Mr. Chairman, distinguished delegates of member states and friends, at the outset I would like to thank the WIPO Secretariat for processing our accreditation to the WIPO as an observer at an early juncture of the SCCR, thereby affording us an opportunity to present brief remarks on the issues being discussed here and which are of great importance to us. My organisation, the Centre for Internet and Society (CIS), is a non profit organisation based in Bangalore, India and it looks into, amongst other things, issues of copyrights and related rights and traditional knowledge, in so far as they affect consumer interests, especially in developing countries, in the field of internet and society. We are actively engaged in policy reform at a national level and our interventions include conducting research and advocacy through national campaigns and trainings. We strive to work closely with the Government and other organisations in our goal towards creating an inclusive and barrier free world for persons with disabilities. In fact, we have submitted a detailed paper on the legality and need for exceptions and limitations for the blind and other print impaired persons to the Government of India to aid it in its decision making. We are also engaged in a nationwide right to read campaign and are trying to bring together stakeholders at various levels to try and work out solutions for meeting the needs of persons with print impairments with regard to availability of reading materials.

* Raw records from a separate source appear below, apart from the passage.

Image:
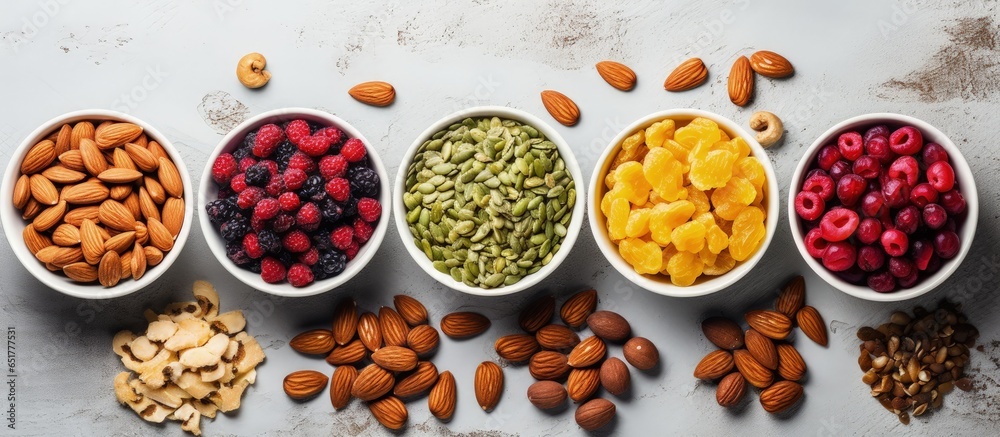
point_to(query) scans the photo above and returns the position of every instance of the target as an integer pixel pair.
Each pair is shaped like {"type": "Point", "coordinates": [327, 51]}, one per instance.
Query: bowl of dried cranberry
{"type": "Point", "coordinates": [883, 207]}
{"type": "Point", "coordinates": [294, 202]}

Mr. Chairman, you may be aware that the Visually Impaired community of India presented a paper to the Director General in November this year setting out its needs and concerns on the issue and stated in no uncertain terms its unequivocal support for the Treaty. The same is available on the vision.ip.org web site. Today I would like to reiterate this support by putting forward a few considerations, which I feel would be applicable to several of the developing countries around the world.


  • India has approximately 70-100 million persons with physical, sensory and cognitive impairments who cannot access printed materials.
    Out of the 80,000-100,000 books which are published each year, barely 600-800 are available in accessible formats.
  • The few accessible books which are available are being converted and distributed by non profit organisations serving the blind around the country. These organisations have very few financial, infrastructural and human resources to carry out this work and hence are able to convert only the bare minimum of study materials such as school textbooks for children.
  • Persons with disabilities are hence unable to participate as creative and productive members of society and are excluded from important activities of life such as education and employment. In the few cases where they are employed, the average income of a person with disability in India would not exceed 50-70 dollars per month. Hence they are hardly in any position to buy accessible books at the market rate in other countries.
  • India’s Copyright Act as yet does not permit conversion and sharing of books for print disabled persons. Hence we are neither able to create our own books, nor able to borrow from libraries abroad like Bookshare which have a lot of resources which would be useful to us. Consequently, we spend a lot of time in duplicating efforts undertaken in other countries and channelling scarce resources into work which has already been done globally.
  • Mr.Chairman, for us the Treaty will be most beneficial for the following reasons:

  • It will help to create an enabling international legal framework for cross border sharing of accessible works. Developing countries will be able to concentrate their efforts on creating new and indigenous content, which will be beneficial to print impaired persons around the world.
  • The treaty recognises the needs of persons with different kinds of print disabilities and by facilitating access to published works, will enable millions of persons to participate in social life and contribute to society.
  • The treaty recognises the disparities of income of persons with disabilities in developing countries.
  • The treaty will oblige countries to give operational effect to the provisions under the UNCRPD.
  • The treaty recognises that there is a big market for accessible books in developing countries.
  • Finally Mr.Chairman, I would like to also highlight that this Treaty seeks to preserve a balance between the rights of users and the copyright holders. By opening up the markets for accessible books and facilitating cross border exchange, the Treaty would help reduce the burden on non profit organisations and reduce instance of piracy. Hence Mr.Chairman, CIS would once again strongly urge member states to recognise the merit and need for this Treaty and proceed wit setting in place this international framework as soon as possible.